Source code for kaira.data.generation
"""Data generation utilities for Kaira.
This module provides functions for generating various types of data tensors commonly used in
communication systems and information theory experiments. It includes utilities for creating binary
and uniformly distributed tensors, as well as dataset classes for batch processing.
"""
from typing import List, Optional, Union
import torch
from torch.utils.data import Dataset
[docs]
def create_binary_tensor(
size: Union[List[int], torch.Size, int],
prob: float = 0.5,
device: Optional[torch.device] = None,
dtype: Optional[torch.dtype] = None,
) -> torch.Tensor:
"""Create a random binary tensor with specified probability of 1s.
Args:
size: Shape of the tensor to generate
prob: Probability of generating 1s (default: 0.5 for uniform distribution)

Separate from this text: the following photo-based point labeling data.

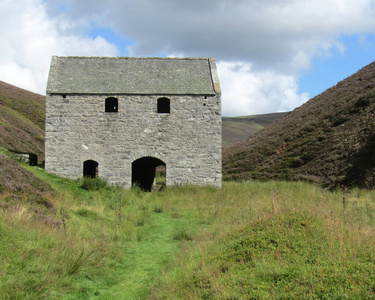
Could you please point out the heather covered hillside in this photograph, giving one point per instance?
(329, 140)
(236, 129)
(21, 120)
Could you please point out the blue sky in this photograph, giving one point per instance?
(272, 55)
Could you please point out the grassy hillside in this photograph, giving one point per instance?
(21, 120)
(246, 240)
(329, 140)
(236, 129)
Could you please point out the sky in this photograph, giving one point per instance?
(272, 55)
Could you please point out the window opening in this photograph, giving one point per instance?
(164, 106)
(90, 169)
(111, 104)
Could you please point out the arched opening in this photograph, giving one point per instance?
(111, 104)
(148, 173)
(164, 106)
(90, 169)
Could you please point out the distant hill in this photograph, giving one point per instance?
(236, 129)
(21, 120)
(329, 140)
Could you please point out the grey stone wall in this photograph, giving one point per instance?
(188, 139)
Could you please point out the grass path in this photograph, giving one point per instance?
(145, 259)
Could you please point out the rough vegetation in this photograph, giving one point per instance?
(236, 129)
(21, 120)
(329, 140)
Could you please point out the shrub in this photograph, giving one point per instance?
(93, 184)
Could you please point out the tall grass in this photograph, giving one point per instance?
(262, 240)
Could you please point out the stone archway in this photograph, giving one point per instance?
(90, 169)
(144, 171)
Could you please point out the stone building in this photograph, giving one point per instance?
(119, 118)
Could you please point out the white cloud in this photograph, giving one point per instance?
(260, 46)
(29, 37)
(247, 92)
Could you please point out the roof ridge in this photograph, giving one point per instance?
(132, 57)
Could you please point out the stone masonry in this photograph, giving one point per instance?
(185, 136)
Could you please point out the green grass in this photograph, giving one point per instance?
(260, 240)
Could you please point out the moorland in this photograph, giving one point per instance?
(294, 218)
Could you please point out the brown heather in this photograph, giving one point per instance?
(21, 120)
(329, 140)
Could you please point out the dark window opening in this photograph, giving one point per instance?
(90, 169)
(164, 106)
(111, 104)
(149, 174)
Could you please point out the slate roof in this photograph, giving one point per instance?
(128, 75)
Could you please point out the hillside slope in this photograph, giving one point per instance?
(329, 140)
(236, 129)
(21, 120)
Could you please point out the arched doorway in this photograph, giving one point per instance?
(144, 171)
(90, 169)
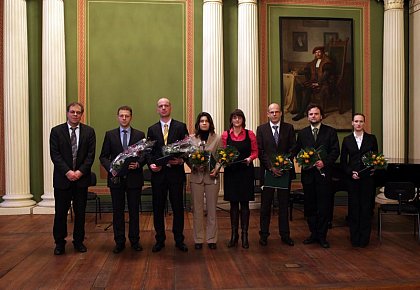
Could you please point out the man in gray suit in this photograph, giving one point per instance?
(275, 137)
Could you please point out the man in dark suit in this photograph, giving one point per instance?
(316, 181)
(115, 142)
(275, 137)
(72, 150)
(167, 177)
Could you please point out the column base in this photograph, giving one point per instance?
(43, 210)
(16, 210)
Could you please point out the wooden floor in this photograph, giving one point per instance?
(27, 260)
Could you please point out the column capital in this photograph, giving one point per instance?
(215, 1)
(393, 4)
(414, 6)
(247, 2)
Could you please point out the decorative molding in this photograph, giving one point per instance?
(189, 61)
(393, 4)
(363, 5)
(414, 6)
(2, 156)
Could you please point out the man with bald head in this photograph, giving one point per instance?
(167, 178)
(275, 137)
(319, 80)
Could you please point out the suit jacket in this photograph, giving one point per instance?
(213, 142)
(112, 147)
(351, 155)
(267, 147)
(328, 139)
(61, 156)
(177, 132)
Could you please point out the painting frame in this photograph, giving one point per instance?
(337, 96)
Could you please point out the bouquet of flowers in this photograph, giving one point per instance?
(199, 159)
(180, 149)
(282, 162)
(226, 156)
(132, 153)
(307, 158)
(374, 160)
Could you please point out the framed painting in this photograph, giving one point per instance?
(318, 72)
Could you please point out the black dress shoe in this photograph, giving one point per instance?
(324, 244)
(310, 240)
(212, 246)
(80, 248)
(118, 248)
(181, 246)
(137, 247)
(198, 246)
(288, 241)
(263, 242)
(59, 250)
(157, 247)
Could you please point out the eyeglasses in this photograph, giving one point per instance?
(72, 112)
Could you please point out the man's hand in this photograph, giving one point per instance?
(155, 168)
(133, 165)
(71, 175)
(176, 161)
(319, 164)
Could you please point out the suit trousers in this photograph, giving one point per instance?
(360, 210)
(63, 200)
(118, 196)
(211, 192)
(317, 207)
(267, 197)
(160, 195)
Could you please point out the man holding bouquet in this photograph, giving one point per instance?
(275, 137)
(167, 178)
(316, 180)
(130, 183)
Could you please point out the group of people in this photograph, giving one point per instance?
(72, 149)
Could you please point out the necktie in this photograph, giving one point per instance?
(73, 141)
(165, 133)
(276, 134)
(125, 140)
(315, 131)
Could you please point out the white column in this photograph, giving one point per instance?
(53, 89)
(248, 66)
(17, 199)
(213, 78)
(393, 80)
(414, 72)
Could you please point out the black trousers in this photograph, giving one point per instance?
(160, 194)
(317, 207)
(63, 200)
(267, 198)
(360, 210)
(118, 218)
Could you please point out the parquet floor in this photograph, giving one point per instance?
(27, 260)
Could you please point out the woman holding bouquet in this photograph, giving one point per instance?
(204, 182)
(239, 177)
(361, 183)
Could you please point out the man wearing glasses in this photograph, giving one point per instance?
(72, 150)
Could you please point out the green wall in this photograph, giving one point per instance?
(119, 74)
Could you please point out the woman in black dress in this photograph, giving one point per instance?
(239, 177)
(361, 184)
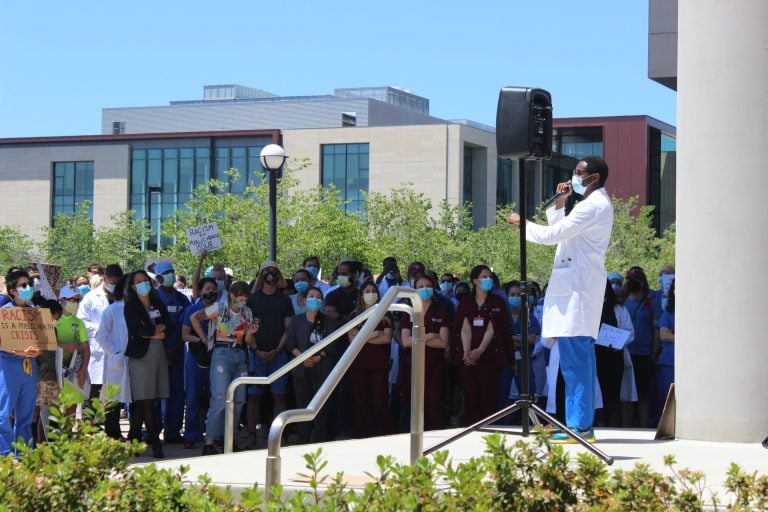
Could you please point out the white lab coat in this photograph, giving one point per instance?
(628, 389)
(573, 303)
(112, 336)
(91, 308)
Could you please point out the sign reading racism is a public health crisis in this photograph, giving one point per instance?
(204, 238)
(21, 328)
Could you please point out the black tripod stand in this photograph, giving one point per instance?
(525, 403)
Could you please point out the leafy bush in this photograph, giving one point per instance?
(82, 469)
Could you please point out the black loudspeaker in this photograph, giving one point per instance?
(524, 123)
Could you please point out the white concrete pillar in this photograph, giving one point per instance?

device: Device to create the tensor on (default: None, uses default device)
dtype: Data type of the tensor (default: None, uses default dtype)
Returns:
A binary tensor with random 0s and 1s according to the specified probability
"""
# Convert single integer to tuple
if isinstance(size, int):
size = (size,)
result = torch.bernoulli(torch.full(size, prob, device=device))
# Convert to requested dtype if specified
if dtype is not None:
result = result.to(dtype)
return result
[docs]
def create_uniform_tensor(
size: Union[List[int], torch.Size, int],
low: float = 0.0,
high: float = 1.0,
device: Optional[torch.device] = None,
dtype: Optional[torch.dtype] = None,
) -> torch.Tensor:
"""Create a tensor with uniformly distributed random values.
Args:
size: Shape of the tensor to generate
low: Lower bound of the uniform distribution (inclusive)
high: Upper bound of the uniform distribution (exclusive)
device: Device to create the tensor on (default: None, uses default device)
dtype: Data type of the tensor (default: None, uses default dtype)
Returns:
A tensor with random values uniformly distributed between low and high
"""
# Convert single integer to tuple
if isinstance(size, int):
size = (size,)
result = torch.rand(size, device=device) * (high - low) + low
# Convert to requested dtype if specified
if dtype is not None:
result = result.to(dtype)
return result
[docs]
class BinaryTensorDataset(Dataset):
r"""Dataset of randomly generated binary tensors.
Creates a dataset where each sample is a binary tensor generated with a specified
probability of 1s. Useful for simulating binary sources or discrete channels in
communication systems experiments.
Attributes:
data: The generated binary tensor data with shape (n_samples, \*feature_dims)
"""
[docs]
def __init__(self, size: Union[List[int], torch.Size], prob: float = 0.5, device: Optional[torch.device] = None, *args, **kwargs):
"""Initialize the binary tensor dataset.
Args:
size: Shape of the tensor to generate, where the first dimension represents
the number of samples in the dataset
prob: Probability of generating 1s (default: 0.5 for uniform distribution)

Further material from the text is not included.